If a certain group of people, commits crimes more often, they will be more often arrested. Claiming that there is a bias, just because of that single data, is not only worthless, it is potentially harmful.

(Original post by Stiff Little Fingers)
- for instance facial recognition software performing worse on PoC
If a facial recognition software is a neural network and the team that makes it, consists of white people at large, then of course it will performe worse on PoC people, because the neural network most probably has been trained on the team, therefore, white people, therefore, it will beform worse on PoC, because they have different facial feaures, therefore, it will be more difficult for the AI to recognize faces. If Marsians want better facial recognizing software, then they have to make/train such software by themselves.

If you send a bulldozer into a battle, it will perform worse than a tank- as simple as that!


(Original post by Stiff Little Fingers)

than on white men or how algorithms that purport to determine gender from text patterns will tend to assign academic writing as male
And what does that tell us? That the algorithm is a part of a scam, is faulty, or just men tend to be more precise when writing than women?


(Original post by Stiff Little Fingers)
- for machine learning in these cases the algorithms will simply not have been trained with appropriate materials or not with enough material.

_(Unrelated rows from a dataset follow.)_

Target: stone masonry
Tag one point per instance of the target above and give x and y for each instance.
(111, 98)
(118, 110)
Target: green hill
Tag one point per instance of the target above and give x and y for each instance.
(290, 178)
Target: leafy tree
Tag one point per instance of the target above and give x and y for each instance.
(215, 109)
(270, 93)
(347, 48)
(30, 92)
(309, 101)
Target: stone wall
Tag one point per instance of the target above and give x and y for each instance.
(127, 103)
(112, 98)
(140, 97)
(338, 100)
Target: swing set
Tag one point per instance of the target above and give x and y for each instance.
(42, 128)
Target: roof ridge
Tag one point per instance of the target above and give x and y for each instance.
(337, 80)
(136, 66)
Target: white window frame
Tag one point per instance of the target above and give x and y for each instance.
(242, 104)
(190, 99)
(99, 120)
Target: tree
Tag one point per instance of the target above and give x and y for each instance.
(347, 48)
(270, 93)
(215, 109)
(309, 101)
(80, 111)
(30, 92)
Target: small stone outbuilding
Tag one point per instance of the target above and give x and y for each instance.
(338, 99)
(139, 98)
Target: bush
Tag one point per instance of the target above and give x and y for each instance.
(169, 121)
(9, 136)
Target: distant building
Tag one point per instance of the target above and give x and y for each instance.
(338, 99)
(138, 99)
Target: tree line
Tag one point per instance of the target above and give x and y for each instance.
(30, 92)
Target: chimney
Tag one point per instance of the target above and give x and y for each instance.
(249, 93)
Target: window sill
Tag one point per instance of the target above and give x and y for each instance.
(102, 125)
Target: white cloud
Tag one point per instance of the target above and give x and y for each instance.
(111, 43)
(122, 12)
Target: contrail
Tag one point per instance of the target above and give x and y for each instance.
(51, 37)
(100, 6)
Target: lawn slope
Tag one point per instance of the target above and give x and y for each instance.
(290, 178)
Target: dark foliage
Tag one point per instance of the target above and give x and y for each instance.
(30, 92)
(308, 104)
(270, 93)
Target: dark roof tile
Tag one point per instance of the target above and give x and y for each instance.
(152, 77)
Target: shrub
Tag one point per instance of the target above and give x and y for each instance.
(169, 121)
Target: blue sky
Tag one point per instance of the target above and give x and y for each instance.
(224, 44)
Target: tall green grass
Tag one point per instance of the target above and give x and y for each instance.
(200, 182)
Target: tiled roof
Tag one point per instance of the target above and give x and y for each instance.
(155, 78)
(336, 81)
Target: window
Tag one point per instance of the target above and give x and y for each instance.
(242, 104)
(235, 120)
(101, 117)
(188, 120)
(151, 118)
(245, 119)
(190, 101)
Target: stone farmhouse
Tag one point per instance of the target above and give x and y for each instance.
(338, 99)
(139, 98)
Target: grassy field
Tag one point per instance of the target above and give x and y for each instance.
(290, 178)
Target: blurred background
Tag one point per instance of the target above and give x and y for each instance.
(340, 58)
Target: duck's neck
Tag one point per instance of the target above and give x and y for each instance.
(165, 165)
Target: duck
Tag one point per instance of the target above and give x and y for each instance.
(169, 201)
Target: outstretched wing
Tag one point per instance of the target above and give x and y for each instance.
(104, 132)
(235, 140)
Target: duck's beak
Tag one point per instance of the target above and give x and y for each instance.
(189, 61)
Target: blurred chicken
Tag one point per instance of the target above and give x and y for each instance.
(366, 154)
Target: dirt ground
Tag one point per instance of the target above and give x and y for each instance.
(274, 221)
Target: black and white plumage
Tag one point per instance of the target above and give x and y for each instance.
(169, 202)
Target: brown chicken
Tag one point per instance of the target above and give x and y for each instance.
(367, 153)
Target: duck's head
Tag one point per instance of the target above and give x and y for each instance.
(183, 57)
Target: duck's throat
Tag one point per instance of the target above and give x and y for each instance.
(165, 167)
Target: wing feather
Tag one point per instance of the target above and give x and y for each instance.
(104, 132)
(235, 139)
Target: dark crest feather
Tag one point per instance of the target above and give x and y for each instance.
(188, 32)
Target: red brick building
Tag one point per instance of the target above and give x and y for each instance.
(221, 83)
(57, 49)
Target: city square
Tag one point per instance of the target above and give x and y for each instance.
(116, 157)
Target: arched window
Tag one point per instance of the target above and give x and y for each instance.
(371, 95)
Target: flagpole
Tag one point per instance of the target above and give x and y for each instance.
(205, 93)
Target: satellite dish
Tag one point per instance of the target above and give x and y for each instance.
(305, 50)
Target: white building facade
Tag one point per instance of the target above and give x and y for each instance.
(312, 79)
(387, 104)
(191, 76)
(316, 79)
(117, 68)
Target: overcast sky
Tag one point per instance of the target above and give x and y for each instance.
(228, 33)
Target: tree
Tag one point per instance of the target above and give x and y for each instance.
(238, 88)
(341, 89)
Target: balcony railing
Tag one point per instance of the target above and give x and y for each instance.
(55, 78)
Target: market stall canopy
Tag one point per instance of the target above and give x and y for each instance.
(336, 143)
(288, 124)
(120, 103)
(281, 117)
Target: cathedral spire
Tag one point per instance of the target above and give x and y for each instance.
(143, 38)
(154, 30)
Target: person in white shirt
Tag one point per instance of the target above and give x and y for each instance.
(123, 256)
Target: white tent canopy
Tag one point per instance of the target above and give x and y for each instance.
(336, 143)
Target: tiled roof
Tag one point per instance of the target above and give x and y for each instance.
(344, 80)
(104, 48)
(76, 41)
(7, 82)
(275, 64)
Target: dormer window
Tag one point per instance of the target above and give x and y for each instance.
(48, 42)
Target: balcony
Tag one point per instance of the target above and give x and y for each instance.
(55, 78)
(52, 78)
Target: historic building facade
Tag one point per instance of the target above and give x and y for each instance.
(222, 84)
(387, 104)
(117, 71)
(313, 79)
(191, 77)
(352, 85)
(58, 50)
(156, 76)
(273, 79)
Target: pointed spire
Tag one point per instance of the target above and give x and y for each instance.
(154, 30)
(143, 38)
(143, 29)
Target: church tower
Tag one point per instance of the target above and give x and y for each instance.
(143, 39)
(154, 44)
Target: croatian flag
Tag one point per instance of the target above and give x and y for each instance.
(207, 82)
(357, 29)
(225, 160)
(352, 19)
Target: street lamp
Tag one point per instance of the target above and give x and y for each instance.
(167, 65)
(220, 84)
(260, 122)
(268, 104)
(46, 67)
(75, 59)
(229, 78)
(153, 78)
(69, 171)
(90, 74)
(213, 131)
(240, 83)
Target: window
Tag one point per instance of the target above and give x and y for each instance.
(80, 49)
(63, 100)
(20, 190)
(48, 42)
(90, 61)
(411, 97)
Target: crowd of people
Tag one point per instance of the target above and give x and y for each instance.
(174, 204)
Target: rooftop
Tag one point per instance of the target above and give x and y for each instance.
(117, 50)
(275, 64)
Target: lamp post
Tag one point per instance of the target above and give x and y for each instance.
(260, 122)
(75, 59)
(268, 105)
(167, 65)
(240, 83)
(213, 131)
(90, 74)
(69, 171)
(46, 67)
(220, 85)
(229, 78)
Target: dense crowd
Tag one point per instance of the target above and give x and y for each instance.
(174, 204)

With this, I'd not at all be surprised if it flagged up more PoC for use of the n word, or LGBTQ folk for use of things like queer, when there is a world of difference between the people who historically have been targeted by their use as a slur looking to reclaim the words, against those on the outside perpetuating it as a slur, and whether machine learning can factor that in
Correct, but a question should be asked: Is it the fault of the software made by one of the most clever people we have in our society, or is it a problem with the groups that look bad as recognized by the software?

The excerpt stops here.